- Regulators are set to announce fines for European lenders UBS, HSBC, and Deutsche Bank.
- The banks are being fined for "spoofing" and manipulation in the U.S. futures market.
- Spoofing involves placing bids to buy or offers to sell futures contracts with the intent to cancel them before execution.
The U.S. derivatives regulator is set to announce it has fined European lenders UBS, HSBC, and Deutsche Bank millions of dollars each for so-called spoofing and manipulation in the U.S. futures market, three people with direct knowledge of the matter told Reuters.
The enforcement action by the Commodity Futures Trading Commission (CFTC) is the result of a multiagency investigation that also involves the Department of Justice (DoJ) and the Federal Bureau of Investigation (FBI) — the first of its kind for the CFTC, the people said.
The fines for UBS and Deutsche Bank will be upward of $10 million, while the fine for HSBC will be slightly less than that, the people said, without providing exact figures.
Spokesmen for HSBC, Deutsche Bank, and UBS declined to comment.
Spoofing involves placing bids to buy or offers to sell futures contracts with the intent to cancel them before execution. By creating an illusion of demand, spoofers can influence prices to benefit their market positions.
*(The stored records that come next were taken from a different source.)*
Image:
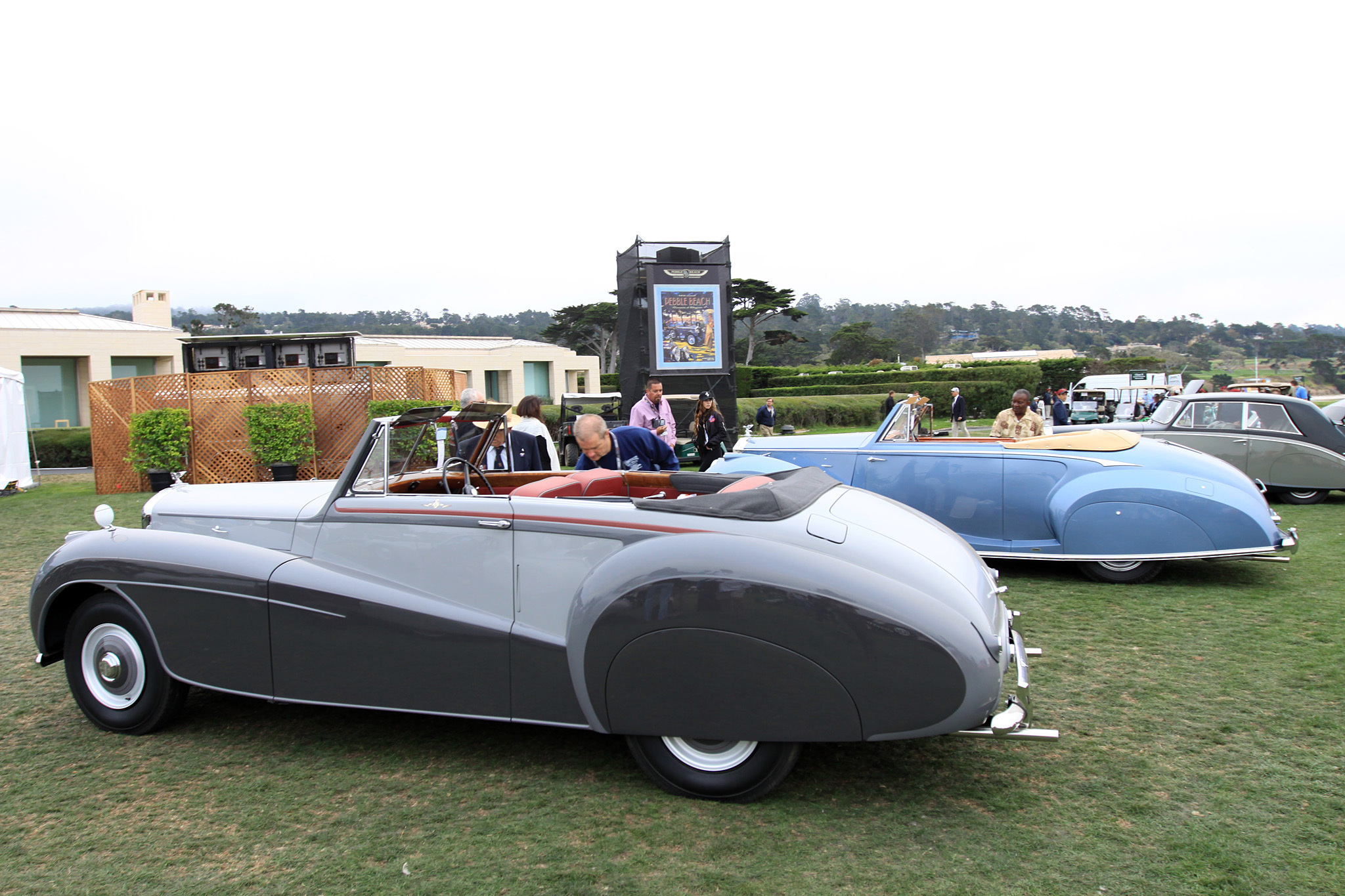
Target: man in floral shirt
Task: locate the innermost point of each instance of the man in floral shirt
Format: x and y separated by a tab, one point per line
1017	422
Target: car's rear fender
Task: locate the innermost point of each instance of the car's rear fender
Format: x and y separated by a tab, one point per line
181	584
745	639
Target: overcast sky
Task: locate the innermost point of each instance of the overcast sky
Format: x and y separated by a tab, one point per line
1145	159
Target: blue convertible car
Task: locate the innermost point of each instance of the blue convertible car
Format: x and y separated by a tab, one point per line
1114	503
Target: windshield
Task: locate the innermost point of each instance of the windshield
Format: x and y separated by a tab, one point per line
896	430
1166	412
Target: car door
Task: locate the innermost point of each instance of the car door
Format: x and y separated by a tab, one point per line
405	603
963	489
1214	427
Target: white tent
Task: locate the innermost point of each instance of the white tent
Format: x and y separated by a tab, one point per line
14	431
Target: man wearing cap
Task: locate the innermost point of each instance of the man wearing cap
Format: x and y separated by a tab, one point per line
1060	412
518	454
959	416
626	448
1017	422
653	413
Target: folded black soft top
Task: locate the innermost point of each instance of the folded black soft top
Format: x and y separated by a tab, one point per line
791	492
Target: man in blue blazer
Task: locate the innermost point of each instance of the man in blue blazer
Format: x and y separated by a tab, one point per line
521	453
625	448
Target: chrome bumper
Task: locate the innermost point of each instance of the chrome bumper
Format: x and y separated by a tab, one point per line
1287	548
1015	720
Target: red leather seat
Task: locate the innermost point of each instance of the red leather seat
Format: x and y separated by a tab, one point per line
600	482
751	482
553	486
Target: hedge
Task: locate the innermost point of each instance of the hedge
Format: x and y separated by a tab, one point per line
822	410
1006	372
64	448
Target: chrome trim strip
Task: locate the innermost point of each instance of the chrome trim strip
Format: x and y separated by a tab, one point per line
1023	734
1235	554
163	585
428	712
892	448
299	606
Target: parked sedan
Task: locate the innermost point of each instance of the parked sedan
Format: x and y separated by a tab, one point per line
1286	444
715	621
1116	504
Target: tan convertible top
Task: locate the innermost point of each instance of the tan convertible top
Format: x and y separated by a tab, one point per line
1087	441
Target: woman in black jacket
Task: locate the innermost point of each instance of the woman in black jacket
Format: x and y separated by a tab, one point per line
708	429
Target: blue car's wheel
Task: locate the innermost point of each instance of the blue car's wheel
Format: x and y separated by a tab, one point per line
114	670
1122	571
736	771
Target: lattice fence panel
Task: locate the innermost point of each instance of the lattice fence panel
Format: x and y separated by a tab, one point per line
219	453
341	413
109	436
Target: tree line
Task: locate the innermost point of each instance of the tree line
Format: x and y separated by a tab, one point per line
775	327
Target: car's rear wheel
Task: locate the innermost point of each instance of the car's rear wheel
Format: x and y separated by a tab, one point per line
738	771
1122	571
114	670
1304	496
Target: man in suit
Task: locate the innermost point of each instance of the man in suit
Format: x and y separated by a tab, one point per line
766	418
959	416
519	454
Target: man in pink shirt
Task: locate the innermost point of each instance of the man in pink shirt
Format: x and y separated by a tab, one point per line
654	413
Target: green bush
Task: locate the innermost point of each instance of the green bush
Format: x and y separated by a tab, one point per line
399	406
280	433
159	440
64	446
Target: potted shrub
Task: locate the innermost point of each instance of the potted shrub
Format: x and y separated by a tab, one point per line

Spoofing is a criminal offense under a provision implemented as part of the 2010 Dodd-Frank financial reform.
Some of the manipulative behavior came to light as a result of the authorities' previously-settled probes into forex market manipulation while UBS self-reported the wrongdoing, according to two of the people with knowledge of the matter.
The bank investigations have been ongoing for more than a year, one of the people said.
The settlement is the most high-profile brought so far by the CFTC's head of enforcement James McDonald who was appointed to the role in March 2017.
McDonald, who was previously a prosecutor in the Southern District of New York, said in September he plans to encourage companies and staff to report their own wrongdoing and cooperate with investigators, a strategy he hopes will make it easier to prosecute more individuals.
In August, a U.S. appeals court upheld the conviction of former New Jersey-based high-speed trader Michael Coscia who was the first individual was the first person to be criminally prosecuted for the manipulative trading practice.
A spokeswoman for the CBOE, one of the U.S.'s major futures exchanges, declined to comment. A spokeswoman for the CME Group, the other major futures bourse, did not immediately respond to a request for comment.